MU cancels class for eighth time in history due to snow

By Katie Pohlman

Tags: Snow Snowstorm

PUBLISHED AS A PART OFMANEATER V. 79, ISSUE 38

Snowstorm brought more accumulation than first predicted, shutting down campus.

MU cancelled classes for the eighth time in history Thursday when the amount of snowfall surpassed early predictions of 4 to 6 inches.

The snow began to fall at 8 a.m., and by 11 a.m. there were already 5 inches accumulated, according to KOMU.

Chet Dunn, Road Operations Manager at the Boone County Public Works office, said crews pretreated the major roads at 1 a.m. and had been plowing them since 9 a.m., trying to keep them passable. 
 “With it snowing so much, it’s hard to keep up,” Dunn said.

He said crews would be working 24/7 until all roads are cleared, which might not be until sometime Saturday.

By noon Thursday, 6 inches of snow had already accumulated, and stations were predicting up to 10 inches, with snow falling until midnight or the early morning.

With this news, Gov. Jay Nixon declared a state of emergency. He urged citizens to avoid unnecessary travel and to rely on news sources to assess conditions.

An hour later, MU Alert announced the cancellation of classes for the rest of the day.

Director of MU News Services Mary Jo Banken said the fact that the snow didn’t start falling until after 8 a.m. delayed the decision to cancel class and close the campus.

“Close to noon when the forecasts changed and the governor declared a state of emergency, we reassessed the situation,” Banken said. “We decided it was in the best interests of the students (to cancel classes).”

MU Alert announced the full closure of campus at 1 p.m. when 8 inches had accumulated. Some buildings remained open though, such as the Student Center, which MU announced would remain open 24 hours.

With roads in unsafe conditions, the Student Center soon became a refuge for students who lived off campus and were stranded.

Senior Asia Myles, whose only class of the day was at 9:30 a.m., said she had been waiting for hours at the Student Center for an 11 a.m. bus to go home. She said when she first arrived on campus, the snow hadn’t started falling yet.

“It was just cold,” Myles said. “But afterward it was a lot worse.”

MU student Hannah Pancoast said she was in a chemistry lab when classes were cancelled. She said the teacher’s assistant told students they could clean up and leave halfway through the class.

Pancoast also lives off campus, but said her bus home, like many other buses, wasn’t running due to the weather. She said she was trying to find another way home.

“I’ve seriously considered just walking home,” she said.

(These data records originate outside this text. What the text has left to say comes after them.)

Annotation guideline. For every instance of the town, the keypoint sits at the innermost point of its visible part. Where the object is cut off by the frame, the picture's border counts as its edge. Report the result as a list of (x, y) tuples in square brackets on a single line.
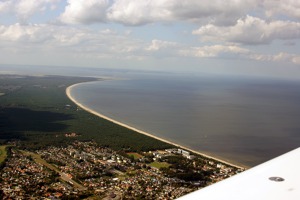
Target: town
[(84, 170)]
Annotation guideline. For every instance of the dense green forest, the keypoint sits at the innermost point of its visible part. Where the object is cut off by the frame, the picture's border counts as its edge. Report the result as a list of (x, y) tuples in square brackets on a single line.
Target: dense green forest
[(34, 114)]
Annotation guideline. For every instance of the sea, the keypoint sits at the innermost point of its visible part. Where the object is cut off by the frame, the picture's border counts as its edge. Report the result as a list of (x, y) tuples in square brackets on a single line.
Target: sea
[(243, 120)]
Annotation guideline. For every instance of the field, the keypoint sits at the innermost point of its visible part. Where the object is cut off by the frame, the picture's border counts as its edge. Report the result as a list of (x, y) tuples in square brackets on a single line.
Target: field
[(33, 112)]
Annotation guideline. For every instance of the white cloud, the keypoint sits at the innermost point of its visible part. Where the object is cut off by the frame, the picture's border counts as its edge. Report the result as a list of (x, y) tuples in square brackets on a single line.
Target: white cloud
[(236, 52), (137, 12), (24, 9), (289, 8), (85, 12), (76, 41), (5, 6), (250, 30), (214, 51), (159, 44), (280, 57)]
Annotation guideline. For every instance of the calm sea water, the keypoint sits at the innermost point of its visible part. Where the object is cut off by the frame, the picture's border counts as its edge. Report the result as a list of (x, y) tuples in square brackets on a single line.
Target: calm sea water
[(247, 121)]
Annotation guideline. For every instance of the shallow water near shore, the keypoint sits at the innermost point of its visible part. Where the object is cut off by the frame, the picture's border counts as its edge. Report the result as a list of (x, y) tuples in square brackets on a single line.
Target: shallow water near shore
[(244, 121)]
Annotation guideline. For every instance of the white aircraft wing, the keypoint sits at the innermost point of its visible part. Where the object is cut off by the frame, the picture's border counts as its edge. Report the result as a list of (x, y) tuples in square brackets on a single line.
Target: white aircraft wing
[(277, 179)]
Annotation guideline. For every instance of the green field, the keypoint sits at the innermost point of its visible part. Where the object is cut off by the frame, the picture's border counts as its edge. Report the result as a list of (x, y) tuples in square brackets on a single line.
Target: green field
[(33, 111), (3, 153), (159, 165)]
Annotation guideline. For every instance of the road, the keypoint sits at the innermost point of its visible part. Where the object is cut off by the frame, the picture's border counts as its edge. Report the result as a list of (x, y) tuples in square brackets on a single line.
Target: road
[(37, 158)]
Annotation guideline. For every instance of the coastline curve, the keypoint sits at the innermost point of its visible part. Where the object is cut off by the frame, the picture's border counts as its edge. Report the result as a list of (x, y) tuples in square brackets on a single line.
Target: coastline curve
[(69, 95)]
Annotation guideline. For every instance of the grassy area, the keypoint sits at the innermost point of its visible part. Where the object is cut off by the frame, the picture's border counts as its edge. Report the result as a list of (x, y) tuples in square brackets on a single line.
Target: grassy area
[(136, 156), (34, 112), (159, 165), (3, 153)]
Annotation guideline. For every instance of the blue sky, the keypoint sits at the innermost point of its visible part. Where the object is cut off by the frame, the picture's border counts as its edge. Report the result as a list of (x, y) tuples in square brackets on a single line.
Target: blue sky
[(242, 37)]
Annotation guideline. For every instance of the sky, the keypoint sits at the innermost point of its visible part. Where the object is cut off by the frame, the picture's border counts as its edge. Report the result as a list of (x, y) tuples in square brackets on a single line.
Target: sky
[(240, 37)]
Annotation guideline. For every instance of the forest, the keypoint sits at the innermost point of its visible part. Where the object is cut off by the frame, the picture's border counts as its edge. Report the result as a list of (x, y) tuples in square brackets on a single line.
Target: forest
[(35, 112)]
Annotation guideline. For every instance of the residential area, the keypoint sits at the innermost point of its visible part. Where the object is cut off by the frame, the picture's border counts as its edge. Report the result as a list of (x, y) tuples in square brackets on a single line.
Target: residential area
[(84, 170)]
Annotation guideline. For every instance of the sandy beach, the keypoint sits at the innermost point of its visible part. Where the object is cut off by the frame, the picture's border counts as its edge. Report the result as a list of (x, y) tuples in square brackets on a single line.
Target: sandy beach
[(68, 93)]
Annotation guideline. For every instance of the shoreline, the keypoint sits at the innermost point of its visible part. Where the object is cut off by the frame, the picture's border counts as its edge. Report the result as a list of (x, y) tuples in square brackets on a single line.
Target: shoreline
[(68, 93)]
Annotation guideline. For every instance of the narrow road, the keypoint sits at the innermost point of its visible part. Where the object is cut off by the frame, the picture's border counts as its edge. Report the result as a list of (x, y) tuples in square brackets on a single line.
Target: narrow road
[(37, 158)]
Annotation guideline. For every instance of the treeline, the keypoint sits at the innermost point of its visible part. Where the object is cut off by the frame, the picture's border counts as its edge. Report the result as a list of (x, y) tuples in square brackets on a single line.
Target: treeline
[(35, 114)]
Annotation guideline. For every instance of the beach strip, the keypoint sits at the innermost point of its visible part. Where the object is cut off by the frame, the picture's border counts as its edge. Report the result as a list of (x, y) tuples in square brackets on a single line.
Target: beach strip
[(68, 93)]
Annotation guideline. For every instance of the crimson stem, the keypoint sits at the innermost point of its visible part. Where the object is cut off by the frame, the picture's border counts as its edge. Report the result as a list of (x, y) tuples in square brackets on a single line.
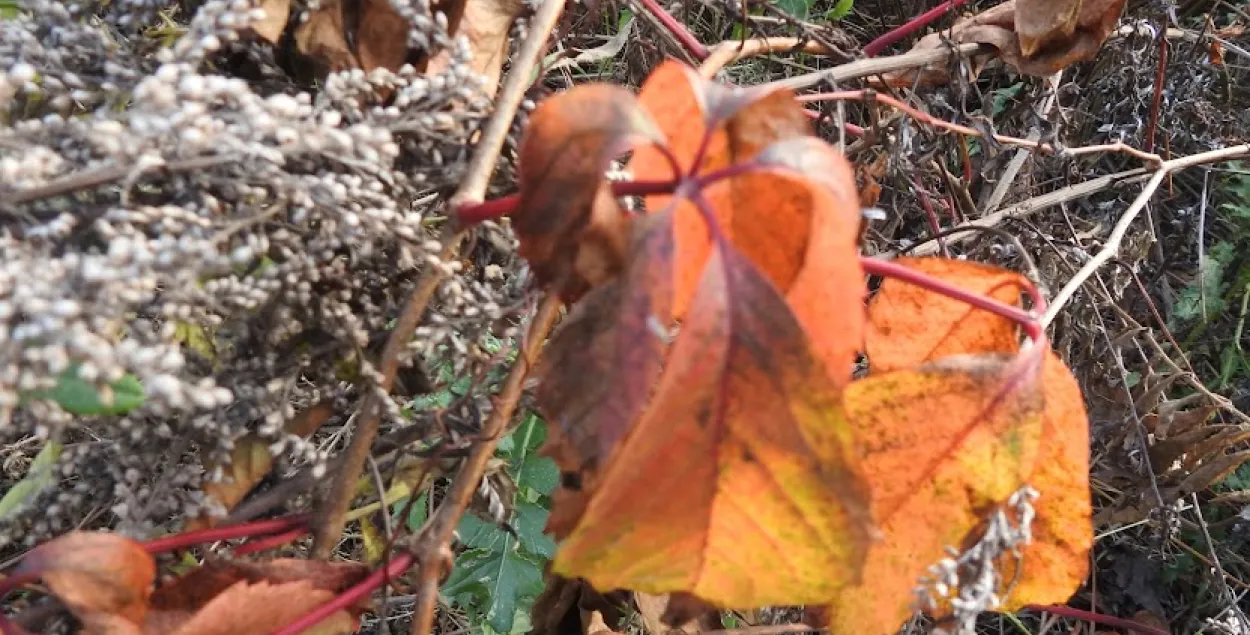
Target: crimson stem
[(888, 269), (398, 565)]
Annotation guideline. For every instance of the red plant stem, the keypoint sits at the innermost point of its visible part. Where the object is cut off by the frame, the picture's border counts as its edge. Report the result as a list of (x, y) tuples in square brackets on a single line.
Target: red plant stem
[(9, 628), (474, 213), (1078, 614), (398, 565), (265, 544), (679, 30), (260, 528), (934, 224), (888, 269), (910, 26)]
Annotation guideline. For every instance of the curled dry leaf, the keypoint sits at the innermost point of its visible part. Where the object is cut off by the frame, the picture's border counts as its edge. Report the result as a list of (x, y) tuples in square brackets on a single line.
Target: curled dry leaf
[(1055, 563), (599, 369), (253, 598), (568, 221), (271, 26), (1036, 36), (103, 578), (704, 490), (794, 214)]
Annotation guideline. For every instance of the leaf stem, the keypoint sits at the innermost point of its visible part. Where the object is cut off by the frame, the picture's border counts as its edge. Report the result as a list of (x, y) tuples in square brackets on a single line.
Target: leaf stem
[(910, 26), (1026, 320), (396, 566), (260, 528), (679, 30)]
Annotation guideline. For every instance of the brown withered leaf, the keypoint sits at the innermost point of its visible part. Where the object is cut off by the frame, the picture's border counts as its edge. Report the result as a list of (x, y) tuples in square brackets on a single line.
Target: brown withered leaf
[(250, 463), (206, 599), (1036, 36), (569, 224), (95, 574), (599, 369), (323, 38), (485, 23), (381, 36), (276, 13)]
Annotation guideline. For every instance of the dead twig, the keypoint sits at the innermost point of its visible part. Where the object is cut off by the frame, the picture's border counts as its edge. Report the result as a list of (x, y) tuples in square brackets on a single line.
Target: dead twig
[(433, 548), (1113, 243), (473, 189)]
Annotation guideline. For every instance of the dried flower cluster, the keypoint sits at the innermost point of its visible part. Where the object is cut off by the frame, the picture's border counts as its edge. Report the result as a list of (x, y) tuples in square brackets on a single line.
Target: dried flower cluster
[(970, 581), (236, 248)]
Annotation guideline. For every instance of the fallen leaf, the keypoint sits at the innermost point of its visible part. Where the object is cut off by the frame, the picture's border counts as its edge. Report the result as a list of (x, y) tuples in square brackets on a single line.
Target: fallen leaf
[(381, 36), (485, 24), (271, 26), (600, 368), (238, 596), (1039, 23), (250, 463), (909, 324), (568, 221), (1036, 36), (704, 494), (321, 38), (794, 211), (95, 574), (941, 444)]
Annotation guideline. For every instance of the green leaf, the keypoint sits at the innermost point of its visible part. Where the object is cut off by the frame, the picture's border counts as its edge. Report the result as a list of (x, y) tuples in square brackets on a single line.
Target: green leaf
[(40, 476), (796, 9), (494, 584), (81, 398), (530, 523), (1003, 95), (841, 9)]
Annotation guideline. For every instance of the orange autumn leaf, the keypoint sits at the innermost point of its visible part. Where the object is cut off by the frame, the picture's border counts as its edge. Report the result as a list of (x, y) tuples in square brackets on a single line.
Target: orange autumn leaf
[(735, 484), (799, 226), (568, 221), (943, 444), (95, 574), (909, 325)]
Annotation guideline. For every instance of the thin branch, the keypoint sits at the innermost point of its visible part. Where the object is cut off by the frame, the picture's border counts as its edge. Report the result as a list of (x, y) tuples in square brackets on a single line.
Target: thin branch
[(910, 26), (473, 189), (881, 65), (688, 40), (1113, 243), (433, 546), (735, 50)]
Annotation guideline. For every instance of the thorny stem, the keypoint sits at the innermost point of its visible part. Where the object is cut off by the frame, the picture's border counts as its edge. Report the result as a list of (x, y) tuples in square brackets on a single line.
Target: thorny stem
[(910, 26), (473, 188), (1078, 614), (260, 528), (435, 539), (341, 601), (679, 30), (1026, 320)]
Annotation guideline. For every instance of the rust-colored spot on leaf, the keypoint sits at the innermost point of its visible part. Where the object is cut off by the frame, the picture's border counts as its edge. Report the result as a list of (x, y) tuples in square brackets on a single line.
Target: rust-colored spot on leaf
[(910, 325), (705, 494)]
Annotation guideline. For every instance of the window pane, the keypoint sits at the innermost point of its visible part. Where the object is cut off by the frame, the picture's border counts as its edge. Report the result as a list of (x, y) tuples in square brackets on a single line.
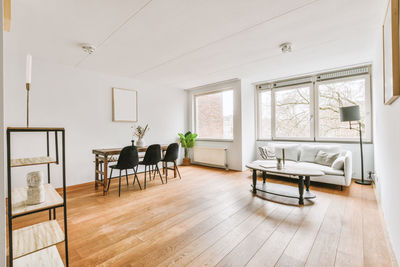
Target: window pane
[(292, 112), (334, 95), (214, 115), (265, 114)]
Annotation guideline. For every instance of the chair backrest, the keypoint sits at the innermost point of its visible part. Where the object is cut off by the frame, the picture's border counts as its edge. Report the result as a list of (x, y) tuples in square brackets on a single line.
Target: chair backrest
[(128, 158), (153, 155), (172, 152)]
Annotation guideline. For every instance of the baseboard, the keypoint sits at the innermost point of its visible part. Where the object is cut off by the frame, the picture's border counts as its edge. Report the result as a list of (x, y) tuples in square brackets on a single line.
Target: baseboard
[(383, 222)]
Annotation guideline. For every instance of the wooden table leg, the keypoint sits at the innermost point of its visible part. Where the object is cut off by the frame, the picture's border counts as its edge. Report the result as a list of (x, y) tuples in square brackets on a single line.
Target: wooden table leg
[(301, 190), (308, 183), (105, 180), (254, 181), (96, 175)]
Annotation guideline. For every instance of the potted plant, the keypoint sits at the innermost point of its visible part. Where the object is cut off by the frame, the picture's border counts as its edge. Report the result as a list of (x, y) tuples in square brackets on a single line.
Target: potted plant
[(187, 141), (139, 131)]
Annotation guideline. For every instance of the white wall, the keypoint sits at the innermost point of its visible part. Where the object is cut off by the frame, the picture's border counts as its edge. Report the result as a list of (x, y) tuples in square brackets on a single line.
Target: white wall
[(248, 123), (387, 149), (2, 153), (81, 102), (234, 147)]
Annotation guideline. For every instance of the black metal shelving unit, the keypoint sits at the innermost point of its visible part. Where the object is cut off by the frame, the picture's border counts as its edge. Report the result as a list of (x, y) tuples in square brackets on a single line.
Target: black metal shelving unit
[(41, 246)]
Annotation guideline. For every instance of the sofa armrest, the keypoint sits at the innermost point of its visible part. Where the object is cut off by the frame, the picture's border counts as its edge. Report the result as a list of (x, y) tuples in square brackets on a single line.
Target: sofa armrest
[(348, 167)]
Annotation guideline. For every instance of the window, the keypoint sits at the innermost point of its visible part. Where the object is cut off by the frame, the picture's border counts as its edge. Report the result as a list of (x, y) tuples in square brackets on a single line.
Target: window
[(214, 115), (307, 108), (264, 120), (292, 113), (337, 93)]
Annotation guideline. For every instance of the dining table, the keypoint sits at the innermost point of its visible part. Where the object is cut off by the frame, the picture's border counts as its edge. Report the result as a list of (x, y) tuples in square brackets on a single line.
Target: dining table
[(103, 157)]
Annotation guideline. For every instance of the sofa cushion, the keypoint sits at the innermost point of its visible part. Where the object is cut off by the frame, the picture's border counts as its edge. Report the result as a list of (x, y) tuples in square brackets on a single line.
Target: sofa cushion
[(325, 158), (267, 152), (325, 169), (308, 152), (338, 164), (291, 151)]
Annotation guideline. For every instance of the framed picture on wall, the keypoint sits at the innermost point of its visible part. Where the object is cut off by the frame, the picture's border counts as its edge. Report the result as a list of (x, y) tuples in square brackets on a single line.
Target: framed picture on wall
[(124, 105), (391, 68)]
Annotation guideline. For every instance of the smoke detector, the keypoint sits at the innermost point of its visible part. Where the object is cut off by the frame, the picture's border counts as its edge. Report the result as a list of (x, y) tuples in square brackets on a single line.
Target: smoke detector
[(88, 48), (286, 47)]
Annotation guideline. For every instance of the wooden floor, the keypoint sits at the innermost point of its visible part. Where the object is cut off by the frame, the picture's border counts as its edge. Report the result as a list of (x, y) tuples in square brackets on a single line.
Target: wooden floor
[(210, 217)]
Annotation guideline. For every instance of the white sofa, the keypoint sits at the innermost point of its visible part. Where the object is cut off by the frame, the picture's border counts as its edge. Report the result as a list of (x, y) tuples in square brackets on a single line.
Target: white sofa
[(303, 155)]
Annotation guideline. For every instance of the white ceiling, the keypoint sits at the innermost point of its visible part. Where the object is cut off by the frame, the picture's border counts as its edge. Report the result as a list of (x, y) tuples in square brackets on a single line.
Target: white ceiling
[(185, 43)]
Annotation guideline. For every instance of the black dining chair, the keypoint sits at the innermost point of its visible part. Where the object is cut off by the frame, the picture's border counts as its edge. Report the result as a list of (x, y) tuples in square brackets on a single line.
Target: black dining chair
[(171, 156), (151, 158), (128, 159)]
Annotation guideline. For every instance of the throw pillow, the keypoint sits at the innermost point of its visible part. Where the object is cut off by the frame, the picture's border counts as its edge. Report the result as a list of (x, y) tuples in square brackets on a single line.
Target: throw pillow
[(291, 151), (267, 152), (338, 164), (325, 158)]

Most drivers who braved the snow suffered severe backups. Some even got stuck in the unplowed streets. Police officers and fellow drivers were seen trying to help them out.

Missouri Students Association President Nick Droege offered his help over Twitter, telling students to tweet at him if stuck drivers needed “a push.”

By the evening, almost 10 inches of snow had accumulated in parts of Columbia.